« April 2010 | Main | June 2010 »

11 posts from May 2010

May 27, 2010

Lucene and Solr Development Merged

The development of the Apache Lucene and Solr projects has merged. This has no impact on the packaging - there will still be separate Lucene and Solr jar files. However, it should result in tighter coordination between the two projects, less duplication of efforts, and Solr users getting the latest Lucene improvements faster. Mark Miller and Shalin Mangar discuss this in more detail in their blogs.

We're glad to see this. Mark Bennett, our own in-house Solr guy, thinks that having a unified Java developer list will get questions answered more quickly and consistently. Many developers work on both projects.

May 26, 2010

Aardvark's interesting blend of Search and Social Networking

Vark.com (Aardvark) doesn't use search to try and directly answer your questions, instead they just use search to route your question to humans who might be able to answer it.  So this is two levels removed from the classic search engine usage model:

1: It's not trying to answer your question directly with search, it's just trying to find a person who might be able to answer it.
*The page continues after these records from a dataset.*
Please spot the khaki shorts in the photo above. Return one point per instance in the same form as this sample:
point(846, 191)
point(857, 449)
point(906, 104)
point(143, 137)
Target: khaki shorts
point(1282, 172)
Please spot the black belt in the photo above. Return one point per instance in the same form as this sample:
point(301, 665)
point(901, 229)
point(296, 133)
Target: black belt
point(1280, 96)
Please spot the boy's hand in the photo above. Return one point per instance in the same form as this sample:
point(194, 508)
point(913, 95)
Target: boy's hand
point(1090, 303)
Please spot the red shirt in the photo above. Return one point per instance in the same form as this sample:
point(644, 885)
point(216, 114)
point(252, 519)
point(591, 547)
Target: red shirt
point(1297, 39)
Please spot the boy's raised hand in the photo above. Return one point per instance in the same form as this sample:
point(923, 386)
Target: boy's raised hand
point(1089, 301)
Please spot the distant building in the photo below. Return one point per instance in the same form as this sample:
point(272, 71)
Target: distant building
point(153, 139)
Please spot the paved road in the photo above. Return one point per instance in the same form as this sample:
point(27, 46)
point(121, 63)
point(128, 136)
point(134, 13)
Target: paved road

2: It assumes a high initial raw failure rate (for example a high percentage of people are probably busy doing something else), so it builds-in retry routing logic. It even allows humans to help with routing.

There's a lot of hidden details in that retry logic, and a lot if it leverages social networking software, looking at user profiles, friends of friends, previous successes and failures, etc.  And then many of those steps also mix in keyword search and related algorithms. On the surface might seem like a "simple" hybrid, once you see it spelled out, but they've done a lot of nice work on the details, which I suppose are proprietary.

A bit of etiquette - there's an assumption that you've already tried to find the answer on your own, perhaps with a Google, Yahoo or Bing search. You shouldn't be wasting other humans' time with questions that machines could have easily answered. Vark could qualify as a "research" engine, not just a search engine.

What Vark's network of gray-matter resources is best reserved for is the "why" or "how" or "what's the difference between..." type questions. These are the types high level or "wisdom" type questions the keyword and NLP search engines still struggle with and Vark's come up with a nice compromise.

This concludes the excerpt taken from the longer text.